The NATO-Russia Council stopped meeting after the annexation of Crimea in 2014. Jens Stoltenberg, NATO's secretary general, said the meeting would discuss Ukraine, Afghanistan and recent incidents over the Baltic Sea.
Lithuanian politicians and analysts are sceptical about the meeting, however.
"There are a lot of doubts about this meeting, because Russia continues to use any diplomatic means at its disposal to destabilize and sabotage rational decisions rather than to advance effective collaboration," political scientist Tomas Janeliūnas of Vilnius University told BNS.
Foreign Minister Linas Linkevičius has also expressed his reservations about the meeting.
Meanwhile Russian representatives have been criticizing NATO's moves to increase its presence in Eastern Europe.
Russian representative to NATO Alexander Grushko said last week that Moscow would raise the issue of "unjustifiable" concentration of NATO forces in the Baltic States during the meeting.
Janeliūnas believes that this will be the main goal of the Russian delegation during the talks.

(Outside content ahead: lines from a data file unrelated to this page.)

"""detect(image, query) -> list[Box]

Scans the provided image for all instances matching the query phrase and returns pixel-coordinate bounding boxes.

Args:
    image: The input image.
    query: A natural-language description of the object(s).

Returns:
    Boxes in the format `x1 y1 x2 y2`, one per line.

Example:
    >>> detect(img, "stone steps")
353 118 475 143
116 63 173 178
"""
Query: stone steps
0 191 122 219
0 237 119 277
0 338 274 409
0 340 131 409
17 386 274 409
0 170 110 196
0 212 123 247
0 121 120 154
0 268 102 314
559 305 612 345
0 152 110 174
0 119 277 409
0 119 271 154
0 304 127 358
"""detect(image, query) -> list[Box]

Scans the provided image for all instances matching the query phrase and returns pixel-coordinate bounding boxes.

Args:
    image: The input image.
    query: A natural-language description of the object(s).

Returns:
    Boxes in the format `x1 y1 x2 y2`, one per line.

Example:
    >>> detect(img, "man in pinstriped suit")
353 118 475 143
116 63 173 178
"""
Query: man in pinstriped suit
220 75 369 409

Russians will also use the issue to distract attention from issues like aggression in Ukraine.
"One must realize that NATO deployments are a response to what Russia does," Janeliūnas said.
Minister Linkevičius said he hoped the talks would be constructive, since Russia has an important role to play in resolving a number of global conflicts.
"I wish very much I am wrong, but I'm afraid this meeting will not be used to reconcile positions or even to analyse the situation constructively - rather, it will be used for propaganda purposes," the Lithuanian foreign minister said this week.